Educational Philosophy

“Teachers, like their students, have to learn to love the questions, as they come to realize there can be no final agreement or answers…” – Maxine Greene, Dialectic of Freedom

     As a teacher, I have the unique opportunity to interact with a great number of students from a variety of personal backgrounds and experiences.  Each student brings with them a unique perspective and rationale to their learning, and it is my role as a teacher to encourage students to use their imaginations in the process of learning. I recognize the importance of equity and inclusion while teaching and acknowledge the social and emotional needs of my students. It is important to keep questions alive through discussion and to continually learn from my students to better adapt my instructional approaches.

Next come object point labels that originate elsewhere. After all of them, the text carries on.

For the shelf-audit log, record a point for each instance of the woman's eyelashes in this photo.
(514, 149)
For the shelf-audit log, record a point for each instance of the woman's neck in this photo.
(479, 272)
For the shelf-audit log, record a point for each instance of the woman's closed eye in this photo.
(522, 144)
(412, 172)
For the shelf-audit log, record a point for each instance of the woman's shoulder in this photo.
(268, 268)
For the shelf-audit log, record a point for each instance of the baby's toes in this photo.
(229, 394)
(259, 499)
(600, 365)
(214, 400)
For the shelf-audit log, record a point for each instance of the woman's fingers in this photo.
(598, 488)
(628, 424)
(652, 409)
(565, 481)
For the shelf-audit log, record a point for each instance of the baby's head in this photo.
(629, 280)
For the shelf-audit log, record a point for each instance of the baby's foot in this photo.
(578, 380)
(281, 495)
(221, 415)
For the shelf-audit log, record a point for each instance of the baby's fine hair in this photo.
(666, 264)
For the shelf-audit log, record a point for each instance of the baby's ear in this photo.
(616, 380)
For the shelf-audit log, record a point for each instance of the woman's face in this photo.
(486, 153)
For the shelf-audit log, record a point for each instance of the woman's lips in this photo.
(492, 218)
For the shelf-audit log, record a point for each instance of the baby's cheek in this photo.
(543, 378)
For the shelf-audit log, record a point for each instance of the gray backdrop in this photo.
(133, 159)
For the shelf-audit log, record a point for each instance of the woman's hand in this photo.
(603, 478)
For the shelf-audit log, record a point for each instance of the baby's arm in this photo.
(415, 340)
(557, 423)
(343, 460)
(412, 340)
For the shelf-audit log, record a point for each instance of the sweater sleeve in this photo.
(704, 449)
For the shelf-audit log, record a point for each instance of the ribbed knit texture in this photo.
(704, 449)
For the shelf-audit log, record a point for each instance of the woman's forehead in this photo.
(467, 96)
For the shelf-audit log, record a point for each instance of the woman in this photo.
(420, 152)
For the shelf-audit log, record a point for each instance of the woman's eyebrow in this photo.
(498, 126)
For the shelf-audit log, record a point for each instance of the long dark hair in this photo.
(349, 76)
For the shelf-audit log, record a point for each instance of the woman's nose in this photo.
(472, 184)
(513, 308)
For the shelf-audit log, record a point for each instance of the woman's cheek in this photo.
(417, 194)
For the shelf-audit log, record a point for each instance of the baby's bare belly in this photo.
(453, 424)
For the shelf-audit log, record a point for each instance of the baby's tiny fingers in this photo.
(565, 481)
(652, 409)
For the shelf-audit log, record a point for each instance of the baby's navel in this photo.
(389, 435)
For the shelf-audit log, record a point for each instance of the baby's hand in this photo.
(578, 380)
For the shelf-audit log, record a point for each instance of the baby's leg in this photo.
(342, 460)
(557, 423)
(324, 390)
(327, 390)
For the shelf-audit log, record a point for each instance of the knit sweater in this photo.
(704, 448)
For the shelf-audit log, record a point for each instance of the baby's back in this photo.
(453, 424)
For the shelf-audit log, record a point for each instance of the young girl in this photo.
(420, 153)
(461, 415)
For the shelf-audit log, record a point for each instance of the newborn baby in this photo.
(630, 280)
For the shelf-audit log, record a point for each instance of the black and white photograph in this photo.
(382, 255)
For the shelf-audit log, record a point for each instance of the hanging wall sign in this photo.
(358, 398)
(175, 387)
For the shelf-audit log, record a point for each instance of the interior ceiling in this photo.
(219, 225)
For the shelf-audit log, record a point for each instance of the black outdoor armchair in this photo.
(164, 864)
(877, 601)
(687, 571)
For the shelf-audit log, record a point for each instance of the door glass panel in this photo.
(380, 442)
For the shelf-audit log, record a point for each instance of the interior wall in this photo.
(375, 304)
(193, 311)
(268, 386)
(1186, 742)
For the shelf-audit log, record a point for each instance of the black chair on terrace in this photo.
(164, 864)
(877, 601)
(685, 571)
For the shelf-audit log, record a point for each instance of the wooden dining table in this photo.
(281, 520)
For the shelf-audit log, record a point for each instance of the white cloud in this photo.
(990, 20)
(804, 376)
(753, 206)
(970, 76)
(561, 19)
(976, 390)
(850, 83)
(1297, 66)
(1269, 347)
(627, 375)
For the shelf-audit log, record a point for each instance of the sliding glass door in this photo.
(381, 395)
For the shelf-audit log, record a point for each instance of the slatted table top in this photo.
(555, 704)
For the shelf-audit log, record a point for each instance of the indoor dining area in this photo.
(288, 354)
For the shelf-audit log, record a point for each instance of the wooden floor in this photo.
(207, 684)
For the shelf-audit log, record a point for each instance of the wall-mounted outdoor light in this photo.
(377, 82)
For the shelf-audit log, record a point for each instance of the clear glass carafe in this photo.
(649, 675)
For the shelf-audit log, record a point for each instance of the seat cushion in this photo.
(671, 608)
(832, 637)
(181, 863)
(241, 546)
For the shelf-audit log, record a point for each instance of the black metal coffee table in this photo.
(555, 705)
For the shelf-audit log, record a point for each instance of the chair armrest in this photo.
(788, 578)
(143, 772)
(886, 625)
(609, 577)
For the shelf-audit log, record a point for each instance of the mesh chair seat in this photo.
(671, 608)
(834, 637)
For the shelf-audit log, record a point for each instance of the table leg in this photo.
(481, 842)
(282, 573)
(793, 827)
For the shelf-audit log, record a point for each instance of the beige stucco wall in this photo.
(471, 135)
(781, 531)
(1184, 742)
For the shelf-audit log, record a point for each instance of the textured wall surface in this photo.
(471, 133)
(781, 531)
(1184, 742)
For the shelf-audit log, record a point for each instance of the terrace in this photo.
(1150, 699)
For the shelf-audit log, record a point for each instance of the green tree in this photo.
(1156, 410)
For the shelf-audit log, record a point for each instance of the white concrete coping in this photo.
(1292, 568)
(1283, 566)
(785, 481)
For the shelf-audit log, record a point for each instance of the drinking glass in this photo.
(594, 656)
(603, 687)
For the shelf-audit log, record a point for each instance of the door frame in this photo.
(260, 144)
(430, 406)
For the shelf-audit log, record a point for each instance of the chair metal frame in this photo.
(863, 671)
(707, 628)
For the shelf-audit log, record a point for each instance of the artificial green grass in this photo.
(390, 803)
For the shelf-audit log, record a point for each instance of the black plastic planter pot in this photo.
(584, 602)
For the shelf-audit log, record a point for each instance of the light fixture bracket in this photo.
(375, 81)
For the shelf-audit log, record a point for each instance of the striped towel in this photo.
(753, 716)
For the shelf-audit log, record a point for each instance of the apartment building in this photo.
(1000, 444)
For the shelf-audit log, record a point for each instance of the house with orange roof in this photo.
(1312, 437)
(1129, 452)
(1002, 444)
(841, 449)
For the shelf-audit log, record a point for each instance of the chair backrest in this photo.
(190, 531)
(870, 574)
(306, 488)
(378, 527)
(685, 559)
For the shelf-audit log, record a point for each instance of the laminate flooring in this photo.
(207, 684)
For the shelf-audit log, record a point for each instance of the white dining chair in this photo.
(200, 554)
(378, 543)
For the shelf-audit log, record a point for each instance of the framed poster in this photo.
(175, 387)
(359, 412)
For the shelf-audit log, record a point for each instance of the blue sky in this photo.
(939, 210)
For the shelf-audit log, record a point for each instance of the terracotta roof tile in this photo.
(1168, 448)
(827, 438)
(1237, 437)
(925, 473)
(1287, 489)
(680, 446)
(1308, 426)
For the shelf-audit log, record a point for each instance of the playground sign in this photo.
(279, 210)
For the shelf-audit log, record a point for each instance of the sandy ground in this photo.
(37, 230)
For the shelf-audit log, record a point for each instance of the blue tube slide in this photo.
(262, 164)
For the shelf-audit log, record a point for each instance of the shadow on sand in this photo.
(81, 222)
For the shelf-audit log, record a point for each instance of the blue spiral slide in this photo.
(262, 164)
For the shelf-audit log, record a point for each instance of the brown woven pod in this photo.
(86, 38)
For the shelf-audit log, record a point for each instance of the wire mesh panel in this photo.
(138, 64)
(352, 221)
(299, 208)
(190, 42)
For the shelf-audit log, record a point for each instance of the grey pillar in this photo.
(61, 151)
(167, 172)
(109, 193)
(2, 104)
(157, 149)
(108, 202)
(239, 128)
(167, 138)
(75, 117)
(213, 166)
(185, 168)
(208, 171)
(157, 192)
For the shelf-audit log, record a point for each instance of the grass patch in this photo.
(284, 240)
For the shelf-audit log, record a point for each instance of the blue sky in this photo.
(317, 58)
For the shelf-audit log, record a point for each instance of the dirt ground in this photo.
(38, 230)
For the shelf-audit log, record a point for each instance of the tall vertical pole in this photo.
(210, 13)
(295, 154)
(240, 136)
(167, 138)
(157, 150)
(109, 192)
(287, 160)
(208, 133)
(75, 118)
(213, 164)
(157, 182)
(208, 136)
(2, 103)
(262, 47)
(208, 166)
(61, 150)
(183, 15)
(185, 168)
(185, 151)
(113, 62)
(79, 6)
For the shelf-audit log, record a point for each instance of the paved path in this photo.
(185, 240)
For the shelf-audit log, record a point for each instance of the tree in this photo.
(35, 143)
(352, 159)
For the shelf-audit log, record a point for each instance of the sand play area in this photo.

My approach to teaching is to meet students where they are and to then integrate lessons and experiences to cultivate a richer understanding of their natural and cultural communities.

     In order to address the social and emotional needs of each individual student,  I use a variety of teaching strategies that I have found through my study of progressive approaches to education.  I believe every student is capable of expanding their perspectives and charting new paths in their understanding.  This can be done through my varied instruction, activities and by maintaining a “guide on the side” approach to my teaching.  Every student deserves to be heard and encouraged to be critical and imaginative thinkers!

     I make an effort to listen to my students as a way of being a more responsive teacher.  I plan lessons to be engaging and recognize the importance of tracking what topics the students are naturally drawn to.  To do so, I approach teaching with inclusive discussions in mind.  During discussions I listen to what contributions are being made and if there are students being left out. Furthermore, students learn the most when they are just outside of their comfort zone and able to take risks.  It is important that I cultivate an inclusive environment in which students can speak up and take risks in order to stretch their thinking.

     I am continuously trying out new ways to integrate the arts into my lessons, to build stronger connections to existing ideas and concepts. It’s important that I build upon my own understandings and connections to make material relevant and engaging for students, and to love the process of inquiry myself.   Learning should be both fun and imaginative process for all of those involved.   My approach to teaching is constantly evolving as I learn to take risks and incorporate new teaching strategies in my work.